I am just saying it is time to put the correct reasoning behind statements like "if you give that old bird 4 L she will stop breathing" and understand not all COPD patients are retainers. The longer you leave a patient in a hypoxic state the more chance of CO2 rising once oxygen is administered. But, you must understand there is a difference between the hypoxic drive and the theory that was initiated in 1950 and circulated as the truth and only truth in nursing and past RT classes.
Have you ever heard the expression "chasing gases in the ICU"? Some doctors love to make rapid fire changes on the ventilator per the ABGs. Many COPD patients will "spike up" their PaCO2 once on a vent with adequate oxygenation and then trend down. If you know about pulmonary Vasconstriction, deadspace and V/Q mismatch, you don't make knee jerk changes.
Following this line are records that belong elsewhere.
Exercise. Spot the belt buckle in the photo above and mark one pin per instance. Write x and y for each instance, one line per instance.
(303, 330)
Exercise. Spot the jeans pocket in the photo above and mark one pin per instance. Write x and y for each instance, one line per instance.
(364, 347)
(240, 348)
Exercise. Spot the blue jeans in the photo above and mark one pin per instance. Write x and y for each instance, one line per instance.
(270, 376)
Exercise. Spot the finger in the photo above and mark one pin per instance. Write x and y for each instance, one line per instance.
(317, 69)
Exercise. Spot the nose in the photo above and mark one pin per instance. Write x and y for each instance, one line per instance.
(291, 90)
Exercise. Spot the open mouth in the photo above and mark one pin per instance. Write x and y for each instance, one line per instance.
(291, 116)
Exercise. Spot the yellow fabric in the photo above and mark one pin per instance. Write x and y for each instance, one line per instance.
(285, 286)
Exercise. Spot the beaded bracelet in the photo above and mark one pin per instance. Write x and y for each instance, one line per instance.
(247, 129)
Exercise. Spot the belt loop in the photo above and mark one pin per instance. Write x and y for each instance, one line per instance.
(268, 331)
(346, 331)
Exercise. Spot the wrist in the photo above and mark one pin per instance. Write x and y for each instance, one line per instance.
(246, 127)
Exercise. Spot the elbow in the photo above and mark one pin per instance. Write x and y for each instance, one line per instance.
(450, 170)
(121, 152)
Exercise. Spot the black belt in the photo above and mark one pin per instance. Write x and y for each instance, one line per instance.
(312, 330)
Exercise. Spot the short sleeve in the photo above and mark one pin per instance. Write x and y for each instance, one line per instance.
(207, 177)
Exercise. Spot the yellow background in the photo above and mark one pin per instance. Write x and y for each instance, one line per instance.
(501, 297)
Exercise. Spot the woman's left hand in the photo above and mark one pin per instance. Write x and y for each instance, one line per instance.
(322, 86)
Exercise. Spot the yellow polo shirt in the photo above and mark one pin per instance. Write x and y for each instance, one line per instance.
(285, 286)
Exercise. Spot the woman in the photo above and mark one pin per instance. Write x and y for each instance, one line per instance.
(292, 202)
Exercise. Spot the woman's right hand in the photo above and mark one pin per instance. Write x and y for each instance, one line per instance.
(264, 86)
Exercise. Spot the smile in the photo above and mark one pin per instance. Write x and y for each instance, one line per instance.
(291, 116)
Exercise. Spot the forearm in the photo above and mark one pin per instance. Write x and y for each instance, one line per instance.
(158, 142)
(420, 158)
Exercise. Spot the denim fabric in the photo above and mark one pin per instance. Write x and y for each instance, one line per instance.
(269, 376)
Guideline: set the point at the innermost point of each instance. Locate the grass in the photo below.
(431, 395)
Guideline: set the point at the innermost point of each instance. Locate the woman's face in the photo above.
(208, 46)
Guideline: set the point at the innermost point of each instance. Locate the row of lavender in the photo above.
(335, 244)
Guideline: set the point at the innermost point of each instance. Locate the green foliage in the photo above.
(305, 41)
The same for metabolic issues. Adjust the ventilator for pH only long enough for other therapies to start correcting and understand the vent is supportive; not the cure.
This is also why both the serum CO2 and the PaCO2 needs to be understood.
la_chica_suerte85, BSN, RN
1,260 Posts
So, the take home here is that in an acute exacerbation, a patient would be better off with titrated O2 and not just throwing at them as much as they will take? I'm still not clear on what the myth v. reality is concerning hypoxic drive. Is it not the case that a typically acidotic COPD pt who runs a baseline 88% sat has reduced hypercapnic drive and administering too much O2 can dampen the hypoxic drive?